Una anciana rapa nui volvió su arrugada cara en demanda de silencio. La escritora se levantó del banco, fue hacia las dos amigas y posó una de sus huesudas manos en la zona lumbar de Martina. Para la inspectora resultó un contacto vagamente obsceno, como el de quien se toma una confianza que no debiera, pero se dejó empujar y salieron de la iglesia. A la luz del sol, Úrsula le propuso:
– Tengo una oferta para usted, inspectora. Quisiera que me asesorara en mis tramas. No me conteste ahora -se apresuró a agregar, presumiendo su reacción negativa-. Doy por supuesto que su ética profesional le invitará a rechazar cualquier tipo de remuneración, pero le garantizo que todos mis lectores sabrán de dónde obtengo determinadas informaciones.
– Úrsula está trabajando sobre una historia increíble -les anticipó Sebastián.
– ¿De qué va? -preguntó Sara.
Aunque no había nadie cerca, la reina del crimen bajó la voz.
– De un asesinato, por supuesto.
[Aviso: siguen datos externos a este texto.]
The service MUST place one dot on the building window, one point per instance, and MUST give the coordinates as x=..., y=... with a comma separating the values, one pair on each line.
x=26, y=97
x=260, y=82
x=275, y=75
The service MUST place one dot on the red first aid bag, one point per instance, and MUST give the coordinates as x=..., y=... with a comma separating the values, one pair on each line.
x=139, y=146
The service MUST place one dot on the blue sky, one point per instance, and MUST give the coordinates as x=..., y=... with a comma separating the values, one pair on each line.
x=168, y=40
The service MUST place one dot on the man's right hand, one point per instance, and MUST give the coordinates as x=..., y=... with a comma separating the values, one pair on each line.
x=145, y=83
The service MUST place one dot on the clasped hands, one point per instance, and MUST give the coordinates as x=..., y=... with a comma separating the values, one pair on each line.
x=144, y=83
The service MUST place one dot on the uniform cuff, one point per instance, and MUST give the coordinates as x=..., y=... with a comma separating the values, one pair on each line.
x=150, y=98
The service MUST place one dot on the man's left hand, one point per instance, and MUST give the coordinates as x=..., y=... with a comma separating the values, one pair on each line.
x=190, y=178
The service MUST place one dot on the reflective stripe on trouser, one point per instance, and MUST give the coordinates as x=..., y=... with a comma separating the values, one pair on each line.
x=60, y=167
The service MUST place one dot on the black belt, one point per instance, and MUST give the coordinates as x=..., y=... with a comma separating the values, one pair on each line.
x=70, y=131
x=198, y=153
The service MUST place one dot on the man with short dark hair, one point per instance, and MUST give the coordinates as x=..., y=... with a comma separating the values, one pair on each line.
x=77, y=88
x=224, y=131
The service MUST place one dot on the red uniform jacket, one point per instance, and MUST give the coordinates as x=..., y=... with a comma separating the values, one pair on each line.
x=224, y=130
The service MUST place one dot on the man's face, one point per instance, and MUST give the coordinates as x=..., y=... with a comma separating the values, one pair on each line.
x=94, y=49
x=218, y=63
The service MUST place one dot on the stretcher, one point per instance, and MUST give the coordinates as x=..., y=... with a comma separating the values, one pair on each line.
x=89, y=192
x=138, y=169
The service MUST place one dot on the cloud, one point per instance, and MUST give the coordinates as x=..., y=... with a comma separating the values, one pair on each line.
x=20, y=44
Pero este nuevo caso presentará alguna ingeniosa particularidad, porque ese crimen, ambientado en esta isla, va a ser… real.
– ¡Eso es lo más original! -aplaudió Sebastián.
Su esposa le reprendió sin compasión.
– Ciertamente es original, Sebastián, pero no «lo más» original, pues todo en mi nueva novela lo será. ¡Yo no imito a nadie!
– Y a nadie se le ocurriría ni siquiera insinuarlo, querida.
– ¡Muy al contrario, es a mí a quien plagian!
– Hasta en eso tus rivales son poco originales -la aduló su marido.
Úrsula frunció los labios, como destinando a sus plagiarios competidores una mueca de desdén, pero Sara puso una objeción:
– ¿No es muy arriesgado su proyecto?